Important note though, until I've ticked all four of those boxes, I don't have sovereign identity. I have bits of it without the commitment to ownership or operation.

Once upon a time I half started down this road, and sorta lost it somewhere around step 2 and 3. I didn't pay for an actual email provider, rather, I configured Google Mail's aliases to receive from my custom domain, and half managed to figure out how to send from it (poorly). This is not a great experience for me, and even worse for everyone else because my email usually ends up in their spam.

Switching from theirs to mine

Obviously this isn't a new idea 6. But it's something that I absolutely failed to properly migrate to a long time ago, and so now I have to pay the migration costs.

I can export every message I've ever received, but it's the domain that creates the lock-in. I feel like the world has been pushing me (and everyone else) hard away from ownership and into renting of everything. Some times this is okay, and sometimes it feels like too much, and then I rebel 7 and the pendulum swings back to personal ownership.

I am extremely price-sensitive to technology and services, in a way that I'm just not in the real-world, and so like many people I have a gmail.com address. It was cheap and easily obtainable at a time when the services they were providing required an account to log in, and the account came with the email.

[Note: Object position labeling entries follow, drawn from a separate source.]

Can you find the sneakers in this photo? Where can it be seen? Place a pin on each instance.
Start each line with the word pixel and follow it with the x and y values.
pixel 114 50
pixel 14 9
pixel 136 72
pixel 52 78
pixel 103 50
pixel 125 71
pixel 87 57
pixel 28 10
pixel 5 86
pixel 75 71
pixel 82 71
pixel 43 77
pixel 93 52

Relying on free services operated by other people is a risk I wasn't happy with 7 years ago, and I've gotten less happy over the years. Phone numbers have (some) portability that email never will, but in order to obtain that for myself, I need to treat email (and domains) more like I do my phone contract: monthly monetary commitment to ownership.

Notes

  1. Banks and various financial institutions have gone some way to figuring this out already, often by giving you a public login identifier that is decoupled from your email. That said, if I hit "forgot password" and my email is outdated, I'm still into a whole world of pain trying to fix it.

  2. Granted, stability in one geographic area, not globally. If you're moving country every-other-month then you have a whole set of different concerns, and ironically, a globally stable email address is a much better anchor. To say nothing of the security concerns. Still. They're more portable than email is the point.

  3. Google scanned your messages for ad-targetting for over a decade without it being illegal, and although there's some protection in the spirit of the wiretapping laws originally designed for phone conversations, I don't recall ever changing phone providers to get away from advertising.

  4. Corporate email addresses particularly are often trivially easy to guess, and extremely cheap to mass-deliver, so they're a great target for unsolicited outreach, which also has the effect of lowering the importance of their content in many cases.

  5. While it's technically feasible to host your own incoming and outgoing mailserver, it's not been possible to send email from residential IP addresses for years, and the risks and overhead of managing such a service are really best outsourced to companies who are happy to use their SMTP to send on my behalf.

  6. Derek Sivers has been preaching sovereignty as "tech independence" for quite some time, and the IndieWeb crowd are all about domain-as-identity, and content ownership.

  7. 7 years ago I wrote about "Designing my digital life (again)", ostensibly about privacy, but I read it back now and it's much more about sovereignty and ownership than privacy per-se.